Independent U.S. House candidate Alyse Galvin. (Photo courtesy Emily Russell/Alaska Public Media)
Alyse Galvin in 2018. She was the Democratic-endorsed U.S. House candidate in 2018 and 2020. (Photo by Emily Russell/Alaska Public Media)

Alyse Galvin, the Democratic-endorsed U.S. House candidate in 2018 and 2020, will run for the Alaska Legislature in 2022, she said Monday.

Galvin has filed a letter of intent with the Alaska Public Offices Commission, but in a brief interview said she doesn’t yet know whether she will run for state House or state Senate. She will make that decision after the end of Alaska’s legally challenged redistricting process.

“I’m intending to run for Alaska Legislature. That’s the big news,” she said.

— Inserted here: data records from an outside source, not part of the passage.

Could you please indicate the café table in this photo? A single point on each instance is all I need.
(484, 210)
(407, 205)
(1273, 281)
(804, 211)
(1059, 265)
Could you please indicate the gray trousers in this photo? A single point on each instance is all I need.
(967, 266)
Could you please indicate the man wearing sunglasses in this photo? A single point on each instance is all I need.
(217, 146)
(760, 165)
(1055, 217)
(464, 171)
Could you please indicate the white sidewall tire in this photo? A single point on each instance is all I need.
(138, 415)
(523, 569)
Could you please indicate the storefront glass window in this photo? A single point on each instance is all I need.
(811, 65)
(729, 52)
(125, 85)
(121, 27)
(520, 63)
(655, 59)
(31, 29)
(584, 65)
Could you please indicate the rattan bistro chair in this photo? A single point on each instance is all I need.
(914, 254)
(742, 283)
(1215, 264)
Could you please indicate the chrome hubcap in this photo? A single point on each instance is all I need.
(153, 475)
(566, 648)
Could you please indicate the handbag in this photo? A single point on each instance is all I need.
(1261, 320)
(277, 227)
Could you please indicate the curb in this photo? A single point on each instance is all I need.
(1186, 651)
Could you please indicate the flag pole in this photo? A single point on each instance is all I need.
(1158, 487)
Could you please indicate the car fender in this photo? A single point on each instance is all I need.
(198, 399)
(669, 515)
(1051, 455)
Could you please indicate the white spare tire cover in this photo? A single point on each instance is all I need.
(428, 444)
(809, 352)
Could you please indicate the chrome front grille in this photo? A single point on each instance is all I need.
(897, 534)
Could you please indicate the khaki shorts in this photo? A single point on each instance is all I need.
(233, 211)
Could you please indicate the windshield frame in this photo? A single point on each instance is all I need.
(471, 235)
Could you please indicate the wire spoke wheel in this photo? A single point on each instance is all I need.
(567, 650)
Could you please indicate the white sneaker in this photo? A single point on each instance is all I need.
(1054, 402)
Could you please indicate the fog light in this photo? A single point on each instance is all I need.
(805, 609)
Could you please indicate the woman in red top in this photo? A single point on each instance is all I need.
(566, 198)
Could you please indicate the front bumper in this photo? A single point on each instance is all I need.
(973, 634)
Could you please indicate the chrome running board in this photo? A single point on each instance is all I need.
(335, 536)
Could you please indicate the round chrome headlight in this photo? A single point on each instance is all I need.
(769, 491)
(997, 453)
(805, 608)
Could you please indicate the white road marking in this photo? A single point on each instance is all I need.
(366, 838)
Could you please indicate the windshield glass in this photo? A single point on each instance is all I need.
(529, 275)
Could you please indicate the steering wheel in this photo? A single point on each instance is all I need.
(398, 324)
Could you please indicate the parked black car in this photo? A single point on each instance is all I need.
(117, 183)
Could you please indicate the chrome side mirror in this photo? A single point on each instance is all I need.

Galvin said she will run as an independent interested in joining a multiparty coalition.

Galvin’s decision means she likely will not challenge incumbent U.S. Rep. Don Young, R-Alaska, for a third time. Galvin didn’t rule out another run for federal office but said it would take the equivalent of an “earthquake” to change her mind.

No registered Democrats have yet entered the race for U.S. House or U.S. Senate.

Galvin is a registered nonpartisan voter, and under Alaska’s newly redrawn legislative districts, she lives in a Midtown Anchorage state House district with no incumbents. Rep. Andy Josephson, D-Anchorage, currently represents Galvin’s neighborhood but was redistricted into the same downtown Anchorage district as Rep. Chris Tuck, D-Anchorage.

Jim Wright, a Democratic candidate, has registered to run for state House in the district he shares with Galvin, which has the fifth-strongest Democratic lean of Alaska’s 40 state House districts, according to preliminary estimates.

Galvin’s prospective state Senate district is currently represented by Sen. Elvi Gray-Jackson, D-Anchorage, but the Alaska Democratic Party is urging Gray-Jackson to run for U.S. Senate instead. If that happens, the Senate district would have no incumbent.

Galvin declined to discuss Gray-Jackson’s possible U.S. Senate run.

The situation could change entirely if state judges rule Alaska’s newly drawn legislative districts unconstitutional. Five lawsuits were filed against the proposal approved in November, and those cases have been combined into a single sprawling lawsuit that will be decided by Feb. 15.

An almost-certain appeal will place the issue in front of the Alaska Supreme Court, which must rule by April 1.

Before she decides which race to join, “I’m going to wait and let the redistricting kind of settle down for a minute,” Galvin said.

Correction: An earlier version of this story incorrectly reported Jim Wright’s political affiliation and which state House lawmaker currently represents the neighborhood he and Alyse Galvin reside in. Wright is a registered Democrat and is running as a Democratic candidate, not as a nonpartisan. The neighborhood he and Galvin live in is currently represented by Rep. Andy Josephson, D-Anchorage, not Harriet Drummond, D-Anchorage.